How the Eagles Lyrics Became Evidence
The handwritten notes originally belonged to journalist Ed Sanders, who had been preparing an Eagles book in the 1970s that was never published. Sanders said Henley gave him the materials. He later sold the pages to Horowitz, who then resold them to Inciardi and Kosinski.
Henley contacted authorities after the notes appeared in auction listings, and the trio was indicted in 2022. Waterman-Marshall later ruled that prosecutors had “ample probable cause” to bring the case, noting that a grand jury indictment followed a years-long independent investigation. The documents Henley produced at trial “were not found to exculpate Mr. Horowitz,” she wrote.
Case Closed — but the Fight Isn’t Over
Prosecutors accused the three men of attempting to sell nearly 100 pages of lyrics and notes valued at more than $1 million. Henley testified that he had bought back some pages in 2012 but refused to do so again when more surfaced in later years. “I’d already been extorted once,” he said. “I wasn’t going to do it again.”
Although the lawsuit against Henley and Azoff has now been dismissed, Horowitz plans to appeal and continues to pursue a separate malicious prosecution case against the City of New York.
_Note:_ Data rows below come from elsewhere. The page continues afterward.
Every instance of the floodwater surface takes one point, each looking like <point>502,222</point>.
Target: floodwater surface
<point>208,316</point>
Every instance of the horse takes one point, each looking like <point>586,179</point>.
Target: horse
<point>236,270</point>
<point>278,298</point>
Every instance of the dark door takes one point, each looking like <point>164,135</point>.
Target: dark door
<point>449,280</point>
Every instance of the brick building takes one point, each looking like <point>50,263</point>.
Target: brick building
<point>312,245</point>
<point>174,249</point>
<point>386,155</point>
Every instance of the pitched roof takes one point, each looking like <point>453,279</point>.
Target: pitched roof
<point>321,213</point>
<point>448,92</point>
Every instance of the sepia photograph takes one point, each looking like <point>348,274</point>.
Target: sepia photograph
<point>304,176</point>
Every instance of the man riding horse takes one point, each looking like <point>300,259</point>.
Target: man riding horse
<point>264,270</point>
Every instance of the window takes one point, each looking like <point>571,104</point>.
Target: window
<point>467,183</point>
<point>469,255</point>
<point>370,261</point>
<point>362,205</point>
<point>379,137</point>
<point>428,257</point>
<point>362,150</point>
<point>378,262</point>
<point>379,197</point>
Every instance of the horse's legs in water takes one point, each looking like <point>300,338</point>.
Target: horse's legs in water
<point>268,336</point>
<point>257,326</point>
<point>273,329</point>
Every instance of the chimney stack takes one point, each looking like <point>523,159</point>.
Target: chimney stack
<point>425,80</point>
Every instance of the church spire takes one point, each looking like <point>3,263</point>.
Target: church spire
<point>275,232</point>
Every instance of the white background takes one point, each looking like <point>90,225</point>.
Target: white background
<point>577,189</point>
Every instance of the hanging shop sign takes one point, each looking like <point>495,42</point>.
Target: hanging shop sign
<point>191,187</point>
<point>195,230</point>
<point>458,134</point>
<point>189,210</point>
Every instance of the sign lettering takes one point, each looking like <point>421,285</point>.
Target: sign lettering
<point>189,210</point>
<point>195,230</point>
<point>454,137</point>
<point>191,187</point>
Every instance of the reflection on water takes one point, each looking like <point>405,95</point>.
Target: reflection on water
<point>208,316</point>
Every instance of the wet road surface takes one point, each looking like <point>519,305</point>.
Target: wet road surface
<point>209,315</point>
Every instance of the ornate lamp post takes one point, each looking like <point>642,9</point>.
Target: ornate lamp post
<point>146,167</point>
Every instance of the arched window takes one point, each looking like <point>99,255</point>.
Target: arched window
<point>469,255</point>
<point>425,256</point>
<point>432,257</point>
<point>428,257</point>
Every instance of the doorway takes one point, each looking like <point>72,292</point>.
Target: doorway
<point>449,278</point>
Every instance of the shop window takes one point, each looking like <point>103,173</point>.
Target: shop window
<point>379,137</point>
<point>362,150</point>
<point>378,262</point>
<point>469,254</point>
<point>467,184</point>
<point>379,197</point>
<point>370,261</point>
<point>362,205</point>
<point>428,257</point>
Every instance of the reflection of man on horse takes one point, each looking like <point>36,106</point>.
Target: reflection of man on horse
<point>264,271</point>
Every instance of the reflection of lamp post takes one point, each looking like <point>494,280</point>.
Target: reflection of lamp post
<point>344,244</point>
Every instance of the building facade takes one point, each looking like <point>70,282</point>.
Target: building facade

Henley’s attorney, Dan Petrocelli, countered in a statement to Billboard that “the only malicious prosecution was Horowitz’s own lawsuit, which the court promptly and rightly dismissed.”
The ruling closes one chapter in a long-running dispute over highly collectible Eagles material — but with appeals pending, the legal and ownership questions surrounding the Hotel California notes are unlikely to fade anytime soon.